Statins exert lipid-lowering effects in two ways. The open ring portion of the chemical structure of inhibitors orally administered as active hydroxy acid forms (atorvastatin, fluvastatin, pitavastatin, pravastatin, and rosuvastatin) or prodrugs with a lactone ring (lovastatin and simvastatin) is similar to HMG-CoA [45]. The compounds therefore inhibit formation of mevalonate by competing with HMG-CoA, interrupting endogenous cholesterol synthesis and leading to a reduction in intracellular cholesterol synthesis. Simvastatin is administered as a lactone prodrug and is subsequently transformed to active metabolites. In vivo, lactone prodrugs are enzymatically hydrolyzed to their hydroxy acid pharmacophores in the liver to achieve pharmacological activity [48]. Alternately, reduced endogenous cholesterol synthesis in serum leads to increased LDL-C receptor expression on the surface of hepatocytes. Increased LDL-C receptor expression causes increased uptake of plasma LDL-C and consequently decreases plasma LDL-C levels [49].
The Niemann-Pick C1-like 1 (NPC1L1) sterol transporter, located at the intestinal wall brush-border membrane and canalicular membrane of the hepatocyte, plays a vital role in cholesterol absorption in the intestine and liver; hepatic NPC1L1 promotes the reabsorption of cholesterol from bile and decreases the loss of cholesterol from the liver [50]. Ezetimibe, a selective cholesterol absorption inhibitor, can effectively inhibit intestinal absorption of cholesterol from diet, along with bile and hepatic absorption, by binding to the NPC1L1 receptor, resulting in low cholesterol levels in vivo (Fig. 1) [51]. Ezetimibe monotherapy can reduce LDL-C levels by approximately 18%, as well as triglyceride and apolipoprotein B (ApoB) levels by approximately 5% and 15%, respectively. Significant elevation of HDL-C has also been observed [52, 53].
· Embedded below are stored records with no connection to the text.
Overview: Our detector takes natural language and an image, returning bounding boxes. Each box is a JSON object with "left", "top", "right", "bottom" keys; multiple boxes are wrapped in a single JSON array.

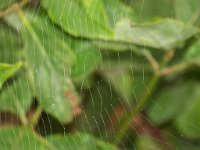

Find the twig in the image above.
[{"left": 113, "top": 50, "right": 173, "bottom": 145}]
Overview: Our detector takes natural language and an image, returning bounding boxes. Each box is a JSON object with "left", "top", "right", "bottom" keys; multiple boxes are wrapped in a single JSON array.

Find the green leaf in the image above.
[
  {"left": 42, "top": 0, "right": 133, "bottom": 39},
  {"left": 131, "top": 0, "right": 174, "bottom": 22},
  {"left": 0, "top": 62, "right": 22, "bottom": 89},
  {"left": 174, "top": 0, "right": 200, "bottom": 25},
  {"left": 115, "top": 19, "right": 198, "bottom": 50},
  {"left": 184, "top": 39, "right": 200, "bottom": 64},
  {"left": 16, "top": 11, "right": 79, "bottom": 123},
  {"left": 0, "top": 22, "right": 23, "bottom": 64},
  {"left": 0, "top": 128, "right": 117, "bottom": 150},
  {"left": 136, "top": 135, "right": 161, "bottom": 150},
  {"left": 0, "top": 0, "right": 15, "bottom": 10},
  {"left": 71, "top": 40, "right": 101, "bottom": 80},
  {"left": 0, "top": 72, "right": 33, "bottom": 124}
]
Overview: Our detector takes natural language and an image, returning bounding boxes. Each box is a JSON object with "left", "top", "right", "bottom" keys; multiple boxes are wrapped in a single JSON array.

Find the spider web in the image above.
[{"left": 0, "top": 0, "right": 200, "bottom": 149}]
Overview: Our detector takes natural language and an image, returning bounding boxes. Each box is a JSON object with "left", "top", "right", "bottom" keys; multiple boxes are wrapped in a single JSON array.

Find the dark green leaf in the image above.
[
  {"left": 176, "top": 86, "right": 200, "bottom": 138},
  {"left": 0, "top": 0, "right": 16, "bottom": 10},
  {"left": 17, "top": 9, "right": 79, "bottom": 122},
  {"left": 115, "top": 19, "right": 198, "bottom": 50},
  {"left": 0, "top": 128, "right": 117, "bottom": 150},
  {"left": 147, "top": 84, "right": 193, "bottom": 124}
]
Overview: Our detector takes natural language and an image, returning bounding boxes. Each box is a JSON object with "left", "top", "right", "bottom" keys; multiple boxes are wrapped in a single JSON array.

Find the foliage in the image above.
[{"left": 0, "top": 0, "right": 200, "bottom": 150}]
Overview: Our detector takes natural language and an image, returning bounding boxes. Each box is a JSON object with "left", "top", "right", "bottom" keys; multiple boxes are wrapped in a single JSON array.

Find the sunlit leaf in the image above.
[{"left": 0, "top": 62, "right": 22, "bottom": 88}]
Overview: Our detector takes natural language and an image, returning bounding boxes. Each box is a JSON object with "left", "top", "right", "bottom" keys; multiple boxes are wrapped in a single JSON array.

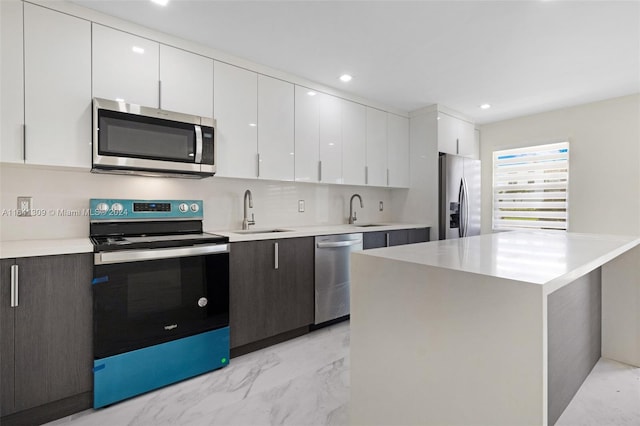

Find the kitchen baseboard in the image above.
[
  {"left": 231, "top": 326, "right": 309, "bottom": 358},
  {"left": 0, "top": 392, "right": 93, "bottom": 426}
]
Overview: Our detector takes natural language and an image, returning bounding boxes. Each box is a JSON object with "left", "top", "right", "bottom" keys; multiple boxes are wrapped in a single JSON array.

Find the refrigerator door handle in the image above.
[
  {"left": 458, "top": 179, "right": 464, "bottom": 238},
  {"left": 461, "top": 178, "right": 469, "bottom": 237}
]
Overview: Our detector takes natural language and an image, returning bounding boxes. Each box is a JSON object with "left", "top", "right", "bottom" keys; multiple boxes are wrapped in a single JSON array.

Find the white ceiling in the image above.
[{"left": 74, "top": 0, "right": 640, "bottom": 123}]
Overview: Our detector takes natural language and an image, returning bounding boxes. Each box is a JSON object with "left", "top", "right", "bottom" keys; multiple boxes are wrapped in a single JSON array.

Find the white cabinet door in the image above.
[
  {"left": 159, "top": 44, "right": 213, "bottom": 117},
  {"left": 213, "top": 61, "right": 258, "bottom": 178},
  {"left": 438, "top": 112, "right": 460, "bottom": 155},
  {"left": 342, "top": 100, "right": 367, "bottom": 185},
  {"left": 24, "top": 3, "right": 91, "bottom": 168},
  {"left": 295, "top": 86, "right": 320, "bottom": 182},
  {"left": 367, "top": 107, "right": 387, "bottom": 186},
  {"left": 387, "top": 113, "right": 409, "bottom": 188},
  {"left": 458, "top": 120, "right": 477, "bottom": 158},
  {"left": 0, "top": 0, "right": 24, "bottom": 163},
  {"left": 318, "top": 93, "right": 342, "bottom": 183},
  {"left": 93, "top": 23, "right": 159, "bottom": 108},
  {"left": 258, "top": 75, "right": 295, "bottom": 180}
]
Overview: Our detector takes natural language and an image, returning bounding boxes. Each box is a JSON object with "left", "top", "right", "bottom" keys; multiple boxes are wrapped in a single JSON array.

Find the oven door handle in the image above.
[{"left": 93, "top": 244, "right": 229, "bottom": 265}]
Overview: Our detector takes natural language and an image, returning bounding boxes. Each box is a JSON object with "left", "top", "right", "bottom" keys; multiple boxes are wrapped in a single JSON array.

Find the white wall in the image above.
[
  {"left": 0, "top": 164, "right": 398, "bottom": 240},
  {"left": 480, "top": 94, "right": 640, "bottom": 235},
  {"left": 391, "top": 107, "right": 438, "bottom": 240}
]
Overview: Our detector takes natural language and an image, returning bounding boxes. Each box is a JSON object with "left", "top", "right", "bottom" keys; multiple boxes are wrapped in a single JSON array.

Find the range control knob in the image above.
[{"left": 96, "top": 203, "right": 109, "bottom": 214}]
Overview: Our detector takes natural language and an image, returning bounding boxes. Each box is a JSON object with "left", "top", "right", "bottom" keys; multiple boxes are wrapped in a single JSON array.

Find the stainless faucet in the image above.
[
  {"left": 349, "top": 194, "right": 364, "bottom": 225},
  {"left": 242, "top": 189, "right": 256, "bottom": 229}
]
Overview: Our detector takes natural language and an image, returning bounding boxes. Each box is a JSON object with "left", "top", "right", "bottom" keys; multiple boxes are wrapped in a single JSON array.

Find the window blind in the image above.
[{"left": 493, "top": 142, "right": 569, "bottom": 231}]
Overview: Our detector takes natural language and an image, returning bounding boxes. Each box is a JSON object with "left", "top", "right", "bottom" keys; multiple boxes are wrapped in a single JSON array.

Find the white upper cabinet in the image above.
[
  {"left": 366, "top": 107, "right": 387, "bottom": 186},
  {"left": 93, "top": 23, "right": 159, "bottom": 108},
  {"left": 342, "top": 100, "right": 367, "bottom": 185},
  {"left": 438, "top": 112, "right": 478, "bottom": 158},
  {"left": 438, "top": 112, "right": 460, "bottom": 155},
  {"left": 458, "top": 120, "right": 479, "bottom": 158},
  {"left": 258, "top": 75, "right": 295, "bottom": 180},
  {"left": 0, "top": 0, "right": 24, "bottom": 163},
  {"left": 213, "top": 61, "right": 258, "bottom": 178},
  {"left": 159, "top": 44, "right": 213, "bottom": 117},
  {"left": 295, "top": 86, "right": 320, "bottom": 182},
  {"left": 317, "top": 93, "right": 342, "bottom": 183},
  {"left": 387, "top": 114, "right": 409, "bottom": 188},
  {"left": 24, "top": 3, "right": 91, "bottom": 168}
]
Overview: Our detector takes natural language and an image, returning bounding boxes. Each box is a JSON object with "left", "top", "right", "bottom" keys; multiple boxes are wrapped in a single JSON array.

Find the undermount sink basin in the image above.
[{"left": 234, "top": 229, "right": 291, "bottom": 234}]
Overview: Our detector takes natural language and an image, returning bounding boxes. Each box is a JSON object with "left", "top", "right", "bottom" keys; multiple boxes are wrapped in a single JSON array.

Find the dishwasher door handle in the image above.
[{"left": 318, "top": 239, "right": 362, "bottom": 248}]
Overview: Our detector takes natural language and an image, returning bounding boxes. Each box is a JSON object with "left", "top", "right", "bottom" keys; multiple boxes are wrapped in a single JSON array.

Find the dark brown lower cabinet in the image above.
[
  {"left": 363, "top": 228, "right": 429, "bottom": 250},
  {"left": 229, "top": 237, "right": 314, "bottom": 348},
  {"left": 0, "top": 253, "right": 93, "bottom": 425}
]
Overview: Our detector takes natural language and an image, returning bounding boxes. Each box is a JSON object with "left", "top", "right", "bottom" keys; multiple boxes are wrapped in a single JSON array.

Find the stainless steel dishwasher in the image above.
[{"left": 314, "top": 233, "right": 362, "bottom": 324}]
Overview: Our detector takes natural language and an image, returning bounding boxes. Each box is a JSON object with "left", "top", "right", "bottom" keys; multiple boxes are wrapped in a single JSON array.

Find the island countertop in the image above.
[
  {"left": 354, "top": 231, "right": 640, "bottom": 292},
  {"left": 350, "top": 231, "right": 640, "bottom": 426}
]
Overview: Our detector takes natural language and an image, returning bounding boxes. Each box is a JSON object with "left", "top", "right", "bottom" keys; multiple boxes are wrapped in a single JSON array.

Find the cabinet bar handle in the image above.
[
  {"left": 11, "top": 265, "right": 19, "bottom": 308},
  {"left": 273, "top": 243, "right": 278, "bottom": 269},
  {"left": 22, "top": 124, "right": 27, "bottom": 161}
]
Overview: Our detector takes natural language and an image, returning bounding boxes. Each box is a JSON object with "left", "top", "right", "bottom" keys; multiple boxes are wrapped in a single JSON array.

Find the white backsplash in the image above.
[{"left": 0, "top": 164, "right": 396, "bottom": 241}]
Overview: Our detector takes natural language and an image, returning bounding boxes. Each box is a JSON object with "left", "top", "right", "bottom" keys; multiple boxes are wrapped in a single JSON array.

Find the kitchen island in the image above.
[{"left": 350, "top": 231, "right": 640, "bottom": 426}]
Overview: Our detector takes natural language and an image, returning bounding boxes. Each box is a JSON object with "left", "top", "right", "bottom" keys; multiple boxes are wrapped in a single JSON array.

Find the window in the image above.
[{"left": 493, "top": 142, "right": 569, "bottom": 231}]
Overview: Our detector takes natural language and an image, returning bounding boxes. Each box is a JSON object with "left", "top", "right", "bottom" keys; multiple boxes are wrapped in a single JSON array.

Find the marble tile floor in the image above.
[{"left": 48, "top": 322, "right": 640, "bottom": 426}]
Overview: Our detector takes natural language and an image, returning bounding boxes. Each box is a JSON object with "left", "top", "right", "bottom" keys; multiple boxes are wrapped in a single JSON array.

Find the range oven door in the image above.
[{"left": 93, "top": 244, "right": 229, "bottom": 359}]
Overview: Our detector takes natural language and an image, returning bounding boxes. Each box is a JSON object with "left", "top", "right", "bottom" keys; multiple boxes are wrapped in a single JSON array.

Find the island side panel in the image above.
[
  {"left": 547, "top": 268, "right": 602, "bottom": 425},
  {"left": 350, "top": 253, "right": 547, "bottom": 426},
  {"left": 602, "top": 246, "right": 640, "bottom": 367}
]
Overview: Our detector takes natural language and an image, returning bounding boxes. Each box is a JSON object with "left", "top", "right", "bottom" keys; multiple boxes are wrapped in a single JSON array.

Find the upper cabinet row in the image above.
[{"left": 0, "top": 0, "right": 409, "bottom": 187}]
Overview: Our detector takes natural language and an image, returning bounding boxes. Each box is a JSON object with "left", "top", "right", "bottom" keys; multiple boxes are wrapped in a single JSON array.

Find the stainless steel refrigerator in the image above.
[{"left": 439, "top": 153, "right": 481, "bottom": 240}]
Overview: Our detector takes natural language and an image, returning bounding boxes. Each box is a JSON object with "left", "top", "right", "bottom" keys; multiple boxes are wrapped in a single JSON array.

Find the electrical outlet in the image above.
[{"left": 18, "top": 197, "right": 33, "bottom": 216}]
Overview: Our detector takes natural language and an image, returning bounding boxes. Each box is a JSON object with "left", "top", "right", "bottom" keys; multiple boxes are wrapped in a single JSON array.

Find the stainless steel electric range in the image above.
[{"left": 90, "top": 199, "right": 229, "bottom": 408}]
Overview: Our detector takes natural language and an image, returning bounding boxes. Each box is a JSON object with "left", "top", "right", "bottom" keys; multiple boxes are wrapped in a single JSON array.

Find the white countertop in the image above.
[
  {"left": 354, "top": 231, "right": 640, "bottom": 291},
  {"left": 0, "top": 237, "right": 93, "bottom": 259},
  {"left": 0, "top": 223, "right": 429, "bottom": 259},
  {"left": 207, "top": 223, "right": 430, "bottom": 243}
]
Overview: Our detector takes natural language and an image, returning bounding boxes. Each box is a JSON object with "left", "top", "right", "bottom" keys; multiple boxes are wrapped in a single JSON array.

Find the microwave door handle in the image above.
[{"left": 195, "top": 125, "right": 202, "bottom": 164}]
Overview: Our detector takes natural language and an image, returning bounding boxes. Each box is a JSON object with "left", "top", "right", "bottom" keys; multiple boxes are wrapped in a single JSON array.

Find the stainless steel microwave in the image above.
[{"left": 91, "top": 98, "right": 216, "bottom": 178}]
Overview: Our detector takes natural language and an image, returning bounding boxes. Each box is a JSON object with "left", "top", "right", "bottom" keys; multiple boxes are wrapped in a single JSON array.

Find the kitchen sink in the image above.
[{"left": 233, "top": 229, "right": 292, "bottom": 234}]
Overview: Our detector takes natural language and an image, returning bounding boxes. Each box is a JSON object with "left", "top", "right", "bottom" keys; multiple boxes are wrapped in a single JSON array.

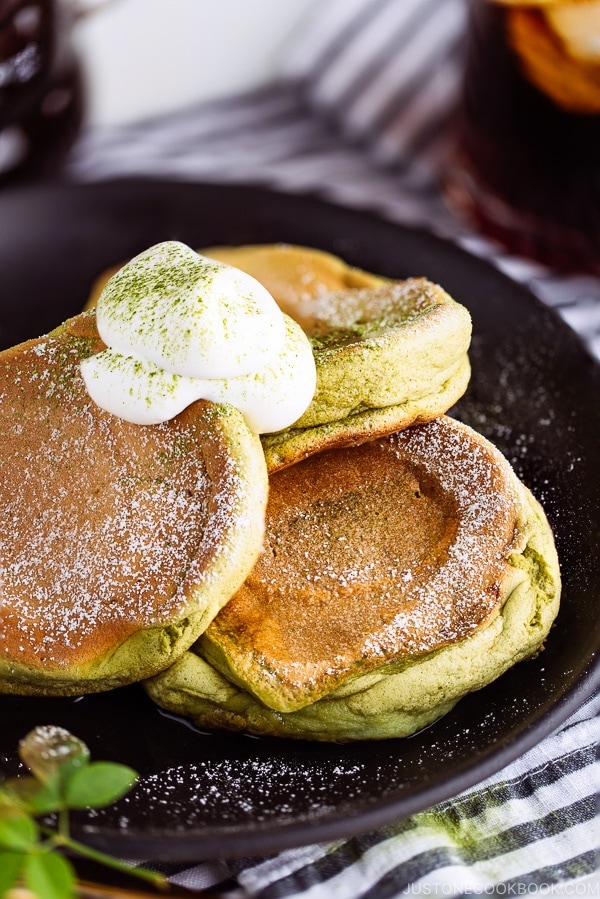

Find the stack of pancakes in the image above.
[{"left": 0, "top": 245, "right": 560, "bottom": 740}]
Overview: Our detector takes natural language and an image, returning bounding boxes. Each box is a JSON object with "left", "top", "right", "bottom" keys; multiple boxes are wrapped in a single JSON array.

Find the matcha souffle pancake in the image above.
[
  {"left": 89, "top": 244, "right": 471, "bottom": 472},
  {"left": 0, "top": 242, "right": 324, "bottom": 695},
  {"left": 202, "top": 244, "right": 471, "bottom": 472},
  {"left": 146, "top": 417, "right": 560, "bottom": 741}
]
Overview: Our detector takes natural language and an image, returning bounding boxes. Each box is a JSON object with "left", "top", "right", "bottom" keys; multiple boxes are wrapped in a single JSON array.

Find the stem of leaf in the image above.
[{"left": 42, "top": 828, "right": 168, "bottom": 887}]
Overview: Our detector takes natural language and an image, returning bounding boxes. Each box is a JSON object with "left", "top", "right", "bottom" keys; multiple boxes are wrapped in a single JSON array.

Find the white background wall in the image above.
[{"left": 75, "top": 0, "right": 318, "bottom": 126}]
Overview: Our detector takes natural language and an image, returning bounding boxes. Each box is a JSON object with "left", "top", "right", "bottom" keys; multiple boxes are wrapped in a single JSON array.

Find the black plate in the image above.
[{"left": 0, "top": 181, "right": 600, "bottom": 860}]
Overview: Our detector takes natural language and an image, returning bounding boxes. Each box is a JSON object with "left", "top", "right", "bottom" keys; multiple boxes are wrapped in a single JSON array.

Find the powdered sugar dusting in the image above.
[
  {"left": 0, "top": 324, "right": 255, "bottom": 669},
  {"left": 207, "top": 418, "right": 521, "bottom": 701}
]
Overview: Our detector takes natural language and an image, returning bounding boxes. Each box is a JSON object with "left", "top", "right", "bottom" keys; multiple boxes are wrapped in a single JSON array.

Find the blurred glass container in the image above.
[
  {"left": 0, "top": 0, "right": 83, "bottom": 185},
  {"left": 443, "top": 0, "right": 600, "bottom": 274}
]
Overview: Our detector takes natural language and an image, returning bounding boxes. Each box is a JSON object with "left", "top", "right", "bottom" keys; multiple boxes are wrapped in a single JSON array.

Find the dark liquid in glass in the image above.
[
  {"left": 445, "top": 0, "right": 600, "bottom": 274},
  {"left": 0, "top": 0, "right": 83, "bottom": 184}
]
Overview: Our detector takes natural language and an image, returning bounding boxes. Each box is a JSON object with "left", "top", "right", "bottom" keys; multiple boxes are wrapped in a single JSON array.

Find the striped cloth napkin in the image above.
[{"left": 67, "top": 0, "right": 600, "bottom": 899}]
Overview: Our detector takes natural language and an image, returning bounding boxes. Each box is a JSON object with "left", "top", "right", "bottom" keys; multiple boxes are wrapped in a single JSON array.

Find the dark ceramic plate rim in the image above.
[{"left": 0, "top": 179, "right": 600, "bottom": 860}]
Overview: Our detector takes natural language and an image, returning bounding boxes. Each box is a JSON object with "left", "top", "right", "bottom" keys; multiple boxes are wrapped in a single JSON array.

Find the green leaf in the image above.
[
  {"left": 23, "top": 852, "right": 75, "bottom": 899},
  {"left": 19, "top": 724, "right": 90, "bottom": 783},
  {"left": 0, "top": 812, "right": 39, "bottom": 852},
  {"left": 65, "top": 762, "right": 137, "bottom": 809},
  {"left": 0, "top": 849, "right": 25, "bottom": 896}
]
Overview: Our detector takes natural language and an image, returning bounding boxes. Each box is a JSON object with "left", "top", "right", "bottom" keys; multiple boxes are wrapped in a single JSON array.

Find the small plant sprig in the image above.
[{"left": 0, "top": 726, "right": 166, "bottom": 899}]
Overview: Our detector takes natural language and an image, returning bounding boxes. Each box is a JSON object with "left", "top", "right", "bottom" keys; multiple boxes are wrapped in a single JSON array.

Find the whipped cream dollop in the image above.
[{"left": 81, "top": 241, "right": 316, "bottom": 434}]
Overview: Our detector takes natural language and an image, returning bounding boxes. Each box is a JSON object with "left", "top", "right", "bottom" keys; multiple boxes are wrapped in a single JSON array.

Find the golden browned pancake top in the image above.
[
  {"left": 201, "top": 418, "right": 519, "bottom": 711},
  {"left": 0, "top": 315, "right": 260, "bottom": 674}
]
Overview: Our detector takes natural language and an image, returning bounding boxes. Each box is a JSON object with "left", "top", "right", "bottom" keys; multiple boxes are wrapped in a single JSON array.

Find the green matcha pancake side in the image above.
[
  {"left": 146, "top": 417, "right": 560, "bottom": 740},
  {"left": 0, "top": 312, "right": 268, "bottom": 695}
]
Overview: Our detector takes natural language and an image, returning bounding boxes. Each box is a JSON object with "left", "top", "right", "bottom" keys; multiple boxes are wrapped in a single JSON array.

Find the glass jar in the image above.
[
  {"left": 0, "top": 0, "right": 83, "bottom": 184},
  {"left": 443, "top": 0, "right": 600, "bottom": 274}
]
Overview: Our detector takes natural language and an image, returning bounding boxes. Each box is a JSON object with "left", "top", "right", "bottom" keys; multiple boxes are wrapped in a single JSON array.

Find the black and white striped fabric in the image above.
[{"left": 67, "top": 0, "right": 600, "bottom": 899}]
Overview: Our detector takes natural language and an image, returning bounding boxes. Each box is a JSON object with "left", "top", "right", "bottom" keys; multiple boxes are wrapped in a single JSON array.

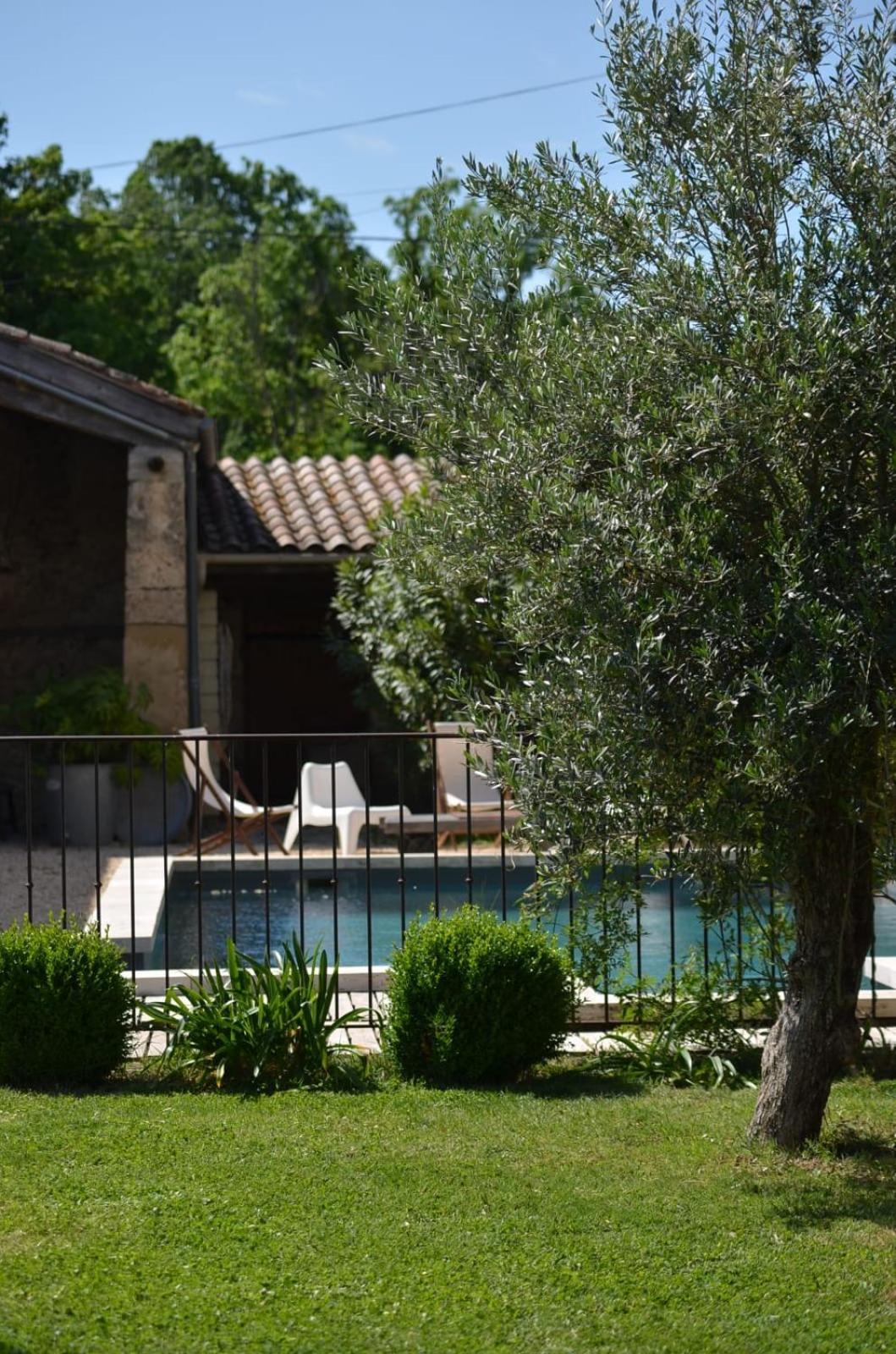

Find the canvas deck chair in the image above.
[
  {"left": 178, "top": 727, "right": 294, "bottom": 856},
  {"left": 294, "top": 762, "right": 498, "bottom": 856}
]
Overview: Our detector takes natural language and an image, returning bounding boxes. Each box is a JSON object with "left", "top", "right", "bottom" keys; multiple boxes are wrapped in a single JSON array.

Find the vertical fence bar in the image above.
[
  {"left": 25, "top": 740, "right": 34, "bottom": 922},
  {"left": 398, "top": 738, "right": 408, "bottom": 945},
  {"left": 162, "top": 738, "right": 171, "bottom": 991},
  {"left": 59, "top": 742, "right": 69, "bottom": 930},
  {"left": 601, "top": 834, "right": 610, "bottom": 1025},
  {"left": 464, "top": 740, "right": 472, "bottom": 905},
  {"left": 261, "top": 738, "right": 271, "bottom": 959},
  {"left": 735, "top": 884, "right": 743, "bottom": 1022},
  {"left": 635, "top": 837, "right": 644, "bottom": 1011},
  {"left": 127, "top": 740, "right": 137, "bottom": 1027},
  {"left": 498, "top": 790, "right": 508, "bottom": 922},
  {"left": 228, "top": 738, "right": 237, "bottom": 945},
  {"left": 871, "top": 899, "right": 877, "bottom": 1021},
  {"left": 194, "top": 738, "right": 202, "bottom": 980},
  {"left": 330, "top": 743, "right": 340, "bottom": 1020},
  {"left": 567, "top": 884, "right": 575, "bottom": 963},
  {"left": 429, "top": 731, "right": 440, "bottom": 916},
  {"left": 295, "top": 738, "right": 305, "bottom": 953},
  {"left": 93, "top": 743, "right": 103, "bottom": 936},
  {"left": 364, "top": 738, "right": 374, "bottom": 1020},
  {"left": 666, "top": 837, "right": 675, "bottom": 1006}
]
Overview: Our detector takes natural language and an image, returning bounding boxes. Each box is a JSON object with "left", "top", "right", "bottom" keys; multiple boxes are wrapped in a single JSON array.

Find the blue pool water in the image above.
[{"left": 147, "top": 857, "right": 896, "bottom": 979}]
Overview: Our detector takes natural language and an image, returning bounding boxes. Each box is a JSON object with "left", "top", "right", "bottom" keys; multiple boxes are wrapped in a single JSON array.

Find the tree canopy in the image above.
[{"left": 328, "top": 0, "right": 896, "bottom": 1142}]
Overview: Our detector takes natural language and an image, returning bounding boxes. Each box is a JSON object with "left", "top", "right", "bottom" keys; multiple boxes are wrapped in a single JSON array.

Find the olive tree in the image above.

The mechanisms by which NPC1L1 mediates cholesterol uptake and ezetimibe inhibits this process are only partially understood. NPC1L1 mediates cholesterol uptake via vesicular endocytosis, as cholesterol specifically promotes the incorporation of NPC1L1 into clathrin-coated vesicles [54]. Microfilaments and a complex of clathrin and its adapter protein AP2 mediate the endocytosis. At the same time, ezetimibe prevents NPC1L1 from incorporating into clathrin-coated vesicles and thus inhibits cholesterol uptake [54]. Recently, a mechanism for efficient free cholesterol absorption, the formation of cholesterol-enriched membrane microdomains positive for flotillins (NPC1L1 lipid raft proteins), was elucidated [55]. Ezetimibe may reduce plasma cholesterol by inhibiting NPC1L1 function in both intestine and liver, and hepatic NPC1L1 may protect the body from excessive biliary loss of cholesterol [56].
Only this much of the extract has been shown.